Several mouse model studies postulated the impact of activating FcγRs on anti-tumor effects in antibody therapy indicating that ADCC has a substantial effect on tumor rejection. A study using a xenograft breast carcinoma model has shown that an antibody engineered to prevent Fc binding to FcγRIIIa and specific to Her2/neu [Human Epidermal Growth Factor Receptor (EGFR) 2, CD340] which is overexpressed in certain aggressive types of breast cancer, was, in contrary to its murine parental antibody targeting Her2/neu, unable to arrest tumor growth in vivo (Clynes et al., 2000). Additionally, this study in mice showed in a murine lymphoma model that treatment with CD20-specific antibody rituximab was capable of preventing tumor growth in FcR wild-type mice whereas FcR knock-out mice failed to mediate antibody-dependent tumor protection. Another study demonstrated ADCC in mice in vivo by showing formation of ADCC synapses in immunocompetent mice bearing a murine breast tumor treated with an antibody specific to Tn, a glycopeptidic antigen which is expressed by breast cancer and a variety of other epithelial tumors in mice and humans (Hubert et al., 2011). Additionally, tumor rejection was abolished in mice deficient for FcγRs – emphasizing the potential role of ADCC (Hubert et al., 2011).
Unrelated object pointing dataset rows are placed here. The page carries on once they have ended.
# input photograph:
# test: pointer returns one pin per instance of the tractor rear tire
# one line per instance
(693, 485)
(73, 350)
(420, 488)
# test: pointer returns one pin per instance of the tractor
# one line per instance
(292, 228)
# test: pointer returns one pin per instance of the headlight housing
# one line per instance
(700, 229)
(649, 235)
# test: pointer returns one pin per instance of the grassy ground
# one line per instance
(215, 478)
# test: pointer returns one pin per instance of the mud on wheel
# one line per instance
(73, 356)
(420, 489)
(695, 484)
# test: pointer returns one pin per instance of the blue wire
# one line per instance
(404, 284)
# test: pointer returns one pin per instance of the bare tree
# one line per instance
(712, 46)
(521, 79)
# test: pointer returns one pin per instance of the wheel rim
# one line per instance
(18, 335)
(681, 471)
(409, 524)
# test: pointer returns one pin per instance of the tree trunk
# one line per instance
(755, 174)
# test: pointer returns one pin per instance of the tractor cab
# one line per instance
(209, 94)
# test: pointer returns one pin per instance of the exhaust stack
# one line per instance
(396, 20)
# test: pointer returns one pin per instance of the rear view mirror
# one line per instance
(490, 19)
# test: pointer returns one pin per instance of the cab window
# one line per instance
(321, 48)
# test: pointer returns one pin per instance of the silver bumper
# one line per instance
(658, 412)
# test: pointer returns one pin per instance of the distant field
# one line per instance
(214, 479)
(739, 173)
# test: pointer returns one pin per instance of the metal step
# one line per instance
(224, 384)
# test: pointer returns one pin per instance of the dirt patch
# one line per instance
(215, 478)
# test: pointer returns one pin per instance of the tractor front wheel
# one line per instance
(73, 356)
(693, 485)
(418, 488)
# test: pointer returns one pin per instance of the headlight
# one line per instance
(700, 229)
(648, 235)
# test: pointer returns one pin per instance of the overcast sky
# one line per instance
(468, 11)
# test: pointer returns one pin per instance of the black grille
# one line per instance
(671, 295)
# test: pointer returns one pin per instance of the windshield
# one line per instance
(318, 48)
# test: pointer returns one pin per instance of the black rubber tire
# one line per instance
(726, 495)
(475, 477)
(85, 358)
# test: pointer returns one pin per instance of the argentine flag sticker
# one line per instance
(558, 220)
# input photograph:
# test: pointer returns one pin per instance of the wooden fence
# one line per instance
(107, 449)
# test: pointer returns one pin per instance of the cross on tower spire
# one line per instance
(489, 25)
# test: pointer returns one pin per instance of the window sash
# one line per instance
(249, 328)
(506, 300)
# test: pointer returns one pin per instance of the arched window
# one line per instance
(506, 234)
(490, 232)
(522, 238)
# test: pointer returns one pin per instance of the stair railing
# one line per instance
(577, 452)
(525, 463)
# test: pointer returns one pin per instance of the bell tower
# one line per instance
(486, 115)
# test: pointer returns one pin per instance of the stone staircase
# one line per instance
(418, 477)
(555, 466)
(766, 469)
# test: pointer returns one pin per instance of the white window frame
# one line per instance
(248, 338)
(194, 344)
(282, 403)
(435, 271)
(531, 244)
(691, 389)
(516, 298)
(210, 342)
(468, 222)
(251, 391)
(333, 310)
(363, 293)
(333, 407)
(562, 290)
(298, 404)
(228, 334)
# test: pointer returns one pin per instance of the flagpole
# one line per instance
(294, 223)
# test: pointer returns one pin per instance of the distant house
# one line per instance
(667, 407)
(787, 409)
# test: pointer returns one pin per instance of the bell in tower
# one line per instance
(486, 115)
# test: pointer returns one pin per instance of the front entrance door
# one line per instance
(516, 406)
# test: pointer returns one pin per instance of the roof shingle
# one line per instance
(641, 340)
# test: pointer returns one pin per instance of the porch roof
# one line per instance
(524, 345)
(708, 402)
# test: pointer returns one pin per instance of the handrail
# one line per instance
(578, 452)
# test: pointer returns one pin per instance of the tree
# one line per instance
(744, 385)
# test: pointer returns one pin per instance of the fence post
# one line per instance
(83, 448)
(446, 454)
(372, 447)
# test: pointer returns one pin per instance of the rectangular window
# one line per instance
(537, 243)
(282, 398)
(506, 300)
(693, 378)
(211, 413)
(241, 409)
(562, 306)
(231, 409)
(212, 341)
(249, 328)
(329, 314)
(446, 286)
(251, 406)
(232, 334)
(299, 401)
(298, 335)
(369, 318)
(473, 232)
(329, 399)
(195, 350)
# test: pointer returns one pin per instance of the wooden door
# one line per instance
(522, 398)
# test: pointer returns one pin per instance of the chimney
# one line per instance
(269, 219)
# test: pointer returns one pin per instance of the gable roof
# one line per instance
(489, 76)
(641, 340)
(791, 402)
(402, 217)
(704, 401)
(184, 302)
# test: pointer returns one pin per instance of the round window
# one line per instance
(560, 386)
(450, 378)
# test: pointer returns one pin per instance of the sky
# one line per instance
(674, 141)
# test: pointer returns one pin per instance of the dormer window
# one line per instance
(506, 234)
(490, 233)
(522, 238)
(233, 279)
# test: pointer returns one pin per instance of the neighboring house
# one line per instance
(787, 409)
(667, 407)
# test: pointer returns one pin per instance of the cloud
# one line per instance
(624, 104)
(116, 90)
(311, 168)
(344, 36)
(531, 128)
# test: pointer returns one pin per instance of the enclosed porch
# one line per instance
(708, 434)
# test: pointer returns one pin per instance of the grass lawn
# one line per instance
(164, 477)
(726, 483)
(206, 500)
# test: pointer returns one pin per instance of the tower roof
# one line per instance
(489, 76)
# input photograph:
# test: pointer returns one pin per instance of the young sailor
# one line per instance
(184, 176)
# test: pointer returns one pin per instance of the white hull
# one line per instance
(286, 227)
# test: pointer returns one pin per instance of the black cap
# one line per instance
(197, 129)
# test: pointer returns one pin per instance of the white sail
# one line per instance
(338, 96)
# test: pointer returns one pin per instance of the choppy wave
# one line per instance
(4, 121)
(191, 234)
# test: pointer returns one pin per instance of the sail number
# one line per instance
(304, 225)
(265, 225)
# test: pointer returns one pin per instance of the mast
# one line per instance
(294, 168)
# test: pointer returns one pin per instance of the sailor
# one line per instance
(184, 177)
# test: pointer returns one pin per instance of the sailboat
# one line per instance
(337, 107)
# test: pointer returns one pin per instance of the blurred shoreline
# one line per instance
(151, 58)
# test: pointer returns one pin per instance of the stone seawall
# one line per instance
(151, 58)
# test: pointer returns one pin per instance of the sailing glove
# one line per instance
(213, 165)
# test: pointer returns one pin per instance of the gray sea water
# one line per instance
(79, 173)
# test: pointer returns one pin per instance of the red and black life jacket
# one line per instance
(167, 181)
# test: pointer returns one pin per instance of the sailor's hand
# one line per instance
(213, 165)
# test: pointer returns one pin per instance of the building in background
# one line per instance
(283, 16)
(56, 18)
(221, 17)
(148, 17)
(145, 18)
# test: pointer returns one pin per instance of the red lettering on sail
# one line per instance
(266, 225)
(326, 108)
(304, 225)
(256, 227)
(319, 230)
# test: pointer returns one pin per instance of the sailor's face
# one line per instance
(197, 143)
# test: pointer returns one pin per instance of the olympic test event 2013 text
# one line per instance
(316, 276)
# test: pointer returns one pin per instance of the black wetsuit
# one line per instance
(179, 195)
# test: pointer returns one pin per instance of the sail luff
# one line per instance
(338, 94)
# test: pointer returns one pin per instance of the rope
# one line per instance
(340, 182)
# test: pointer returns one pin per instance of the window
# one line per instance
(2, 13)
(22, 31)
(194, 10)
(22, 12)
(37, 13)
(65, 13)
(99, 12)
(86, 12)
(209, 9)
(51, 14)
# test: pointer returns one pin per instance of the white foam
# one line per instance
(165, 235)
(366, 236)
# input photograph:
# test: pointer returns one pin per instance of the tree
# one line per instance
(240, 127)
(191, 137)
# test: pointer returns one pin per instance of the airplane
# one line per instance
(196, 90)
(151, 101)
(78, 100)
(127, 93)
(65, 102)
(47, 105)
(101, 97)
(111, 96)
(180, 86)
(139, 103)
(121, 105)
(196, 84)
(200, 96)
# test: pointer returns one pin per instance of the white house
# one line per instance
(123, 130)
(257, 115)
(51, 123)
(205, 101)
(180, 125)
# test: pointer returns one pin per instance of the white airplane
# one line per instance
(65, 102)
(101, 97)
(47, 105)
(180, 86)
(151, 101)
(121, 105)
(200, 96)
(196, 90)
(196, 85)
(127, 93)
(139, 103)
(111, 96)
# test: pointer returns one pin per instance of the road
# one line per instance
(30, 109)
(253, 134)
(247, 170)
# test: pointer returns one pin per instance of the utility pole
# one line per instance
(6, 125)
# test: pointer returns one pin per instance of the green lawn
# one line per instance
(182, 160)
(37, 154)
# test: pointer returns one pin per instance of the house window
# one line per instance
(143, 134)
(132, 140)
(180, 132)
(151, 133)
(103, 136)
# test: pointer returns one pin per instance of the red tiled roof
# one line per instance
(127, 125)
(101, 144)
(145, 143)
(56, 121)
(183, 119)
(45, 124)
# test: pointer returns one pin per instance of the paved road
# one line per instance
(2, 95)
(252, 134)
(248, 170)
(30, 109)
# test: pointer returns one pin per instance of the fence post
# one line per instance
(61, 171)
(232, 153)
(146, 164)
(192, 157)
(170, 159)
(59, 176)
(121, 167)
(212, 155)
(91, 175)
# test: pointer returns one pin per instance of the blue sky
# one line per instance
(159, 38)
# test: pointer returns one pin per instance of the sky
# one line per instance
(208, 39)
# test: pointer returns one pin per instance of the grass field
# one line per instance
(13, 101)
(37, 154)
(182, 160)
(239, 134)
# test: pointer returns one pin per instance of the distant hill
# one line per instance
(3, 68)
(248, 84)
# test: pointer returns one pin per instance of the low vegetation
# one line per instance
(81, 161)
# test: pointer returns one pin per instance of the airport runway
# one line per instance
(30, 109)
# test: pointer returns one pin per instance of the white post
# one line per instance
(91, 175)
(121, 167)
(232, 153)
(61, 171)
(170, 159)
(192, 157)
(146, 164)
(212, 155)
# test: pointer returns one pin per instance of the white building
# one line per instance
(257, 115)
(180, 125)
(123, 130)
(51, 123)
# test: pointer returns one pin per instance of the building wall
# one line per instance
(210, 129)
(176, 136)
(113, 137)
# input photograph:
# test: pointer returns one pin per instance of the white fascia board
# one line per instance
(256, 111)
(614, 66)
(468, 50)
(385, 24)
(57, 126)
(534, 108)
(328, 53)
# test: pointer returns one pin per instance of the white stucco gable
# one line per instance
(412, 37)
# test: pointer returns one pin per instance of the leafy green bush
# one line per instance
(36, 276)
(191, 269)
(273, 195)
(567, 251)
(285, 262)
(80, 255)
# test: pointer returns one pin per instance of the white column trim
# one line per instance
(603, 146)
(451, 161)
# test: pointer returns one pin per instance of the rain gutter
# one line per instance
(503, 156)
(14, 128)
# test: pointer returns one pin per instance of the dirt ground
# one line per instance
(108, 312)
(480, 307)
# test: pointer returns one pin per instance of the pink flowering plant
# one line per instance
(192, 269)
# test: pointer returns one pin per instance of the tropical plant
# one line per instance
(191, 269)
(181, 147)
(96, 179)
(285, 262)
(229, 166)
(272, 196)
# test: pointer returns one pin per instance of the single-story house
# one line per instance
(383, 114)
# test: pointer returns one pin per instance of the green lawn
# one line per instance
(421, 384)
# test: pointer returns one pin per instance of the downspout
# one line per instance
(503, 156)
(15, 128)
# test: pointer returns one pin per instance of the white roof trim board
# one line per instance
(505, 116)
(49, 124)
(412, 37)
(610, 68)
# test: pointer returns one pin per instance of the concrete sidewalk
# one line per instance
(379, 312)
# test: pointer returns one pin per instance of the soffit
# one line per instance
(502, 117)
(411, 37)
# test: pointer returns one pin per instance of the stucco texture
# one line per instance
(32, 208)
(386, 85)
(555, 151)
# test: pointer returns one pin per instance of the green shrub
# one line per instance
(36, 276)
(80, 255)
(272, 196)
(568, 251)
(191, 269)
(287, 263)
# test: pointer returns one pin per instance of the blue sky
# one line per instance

Another study investigated the relative contributions of complement-dependent cytotoxicity (CDC) and ADCC in a murine GD2-expressing metastatic lymphoma model treated with an antibody specific to the disialoganglioside GD2 utilizing wild-type, complement-deficient, complement-receptor-deficient, and FcγRI/III-deficient mice. Outcome after treatment with the ADCC and CDC mediating GD2 antibody was unaffected in mice incapable for CDC but was almost completely abrogated in FcγRI/III-deficient mice that were disqualified for ADCC (Imai et al., 2005). These results further highlight the key role of ADCC in anti-tumor effects in mice in vivo. In men it has been shown, that breast cancer patients who responded with partial or complete remission to Her2/neu-specific antibody trastuzumab have a higher capacity to mediate ADCC in vitro than patients which failed to respond to antibody therapy (Musolino et al., 2008).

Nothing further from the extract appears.